Autrement-dit du peuple serez-vous le partisan à l’exclusion de tout parti-pris arbitraire pour une chapelle politique quelconque au détriment du peuple et des autres chapelles politiques ? Avant de répondre à cette question monsieur Macron songez que les irrédentismes corses ou alors ceux basques ne se sont pas réglés en mettant à feu et à sang les régions concernées, il pourrait en être de même pour le NOSO.

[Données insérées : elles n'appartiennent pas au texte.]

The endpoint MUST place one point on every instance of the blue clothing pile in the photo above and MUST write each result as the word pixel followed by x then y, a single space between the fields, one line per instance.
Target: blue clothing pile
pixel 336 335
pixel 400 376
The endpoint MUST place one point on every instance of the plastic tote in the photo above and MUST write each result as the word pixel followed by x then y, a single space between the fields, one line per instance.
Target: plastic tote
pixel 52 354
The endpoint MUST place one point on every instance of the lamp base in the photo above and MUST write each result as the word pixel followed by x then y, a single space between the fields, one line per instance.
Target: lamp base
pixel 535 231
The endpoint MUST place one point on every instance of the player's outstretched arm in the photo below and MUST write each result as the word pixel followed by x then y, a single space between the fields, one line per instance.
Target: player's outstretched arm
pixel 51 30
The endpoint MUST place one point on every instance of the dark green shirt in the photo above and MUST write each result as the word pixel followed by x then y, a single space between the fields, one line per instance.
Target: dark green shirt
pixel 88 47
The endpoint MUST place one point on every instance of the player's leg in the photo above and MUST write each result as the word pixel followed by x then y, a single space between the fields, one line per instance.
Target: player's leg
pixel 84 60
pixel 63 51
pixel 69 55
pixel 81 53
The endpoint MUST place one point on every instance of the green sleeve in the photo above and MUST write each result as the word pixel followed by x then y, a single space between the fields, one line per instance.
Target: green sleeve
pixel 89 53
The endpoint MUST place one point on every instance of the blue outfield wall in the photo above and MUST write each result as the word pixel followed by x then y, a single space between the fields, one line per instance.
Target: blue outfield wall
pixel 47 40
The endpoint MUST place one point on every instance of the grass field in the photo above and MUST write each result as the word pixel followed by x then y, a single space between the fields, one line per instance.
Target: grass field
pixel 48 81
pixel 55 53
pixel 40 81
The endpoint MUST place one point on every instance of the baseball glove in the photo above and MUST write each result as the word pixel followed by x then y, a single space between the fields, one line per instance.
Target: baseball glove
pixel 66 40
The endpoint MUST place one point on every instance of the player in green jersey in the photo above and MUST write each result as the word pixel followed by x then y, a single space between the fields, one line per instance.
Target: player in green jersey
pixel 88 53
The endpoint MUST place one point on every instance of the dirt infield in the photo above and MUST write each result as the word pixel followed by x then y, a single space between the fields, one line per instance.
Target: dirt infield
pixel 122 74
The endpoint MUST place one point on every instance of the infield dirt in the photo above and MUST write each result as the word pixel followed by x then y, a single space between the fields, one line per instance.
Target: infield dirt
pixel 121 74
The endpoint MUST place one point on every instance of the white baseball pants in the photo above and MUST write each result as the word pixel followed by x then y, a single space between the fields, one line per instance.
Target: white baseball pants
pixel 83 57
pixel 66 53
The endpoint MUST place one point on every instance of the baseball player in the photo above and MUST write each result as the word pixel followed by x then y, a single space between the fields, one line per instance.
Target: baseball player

De même monsieur Macron souvenez-vous que la première capitale de la “France Libre” durant la deuxième guerre mondiale fut Douala et que c’est du Cameroun que l’humanisme et la générosité du peuple Camerounais se traduisirent par des enrôlements massifs “volontaires” de milliers de Camerounais engagés militairement pour aller sauver la France des griffes du nazisme. La deuxième division blindée de celui qui deviendra le mythique Général Leclerc en tirera la matière pour ses campagnes victorieuses. Conformément à l’adage, il est de cette dette comme toutes les autres, en la payant la France s’enrichira et restera En marche.

Fait à Yaoundé ce mois d’Octobre 2020.

Bibou Nissack Patriote Camerounais et panafricaniste Fier prisonnier politique interné pour mes opinions et surtout ma loyauté à mon leader et mentor le Président Élu Maurice Kamto


NB : pour les non amoureux de lecture, faites un effort spécial de tout lire et vous allez aimer.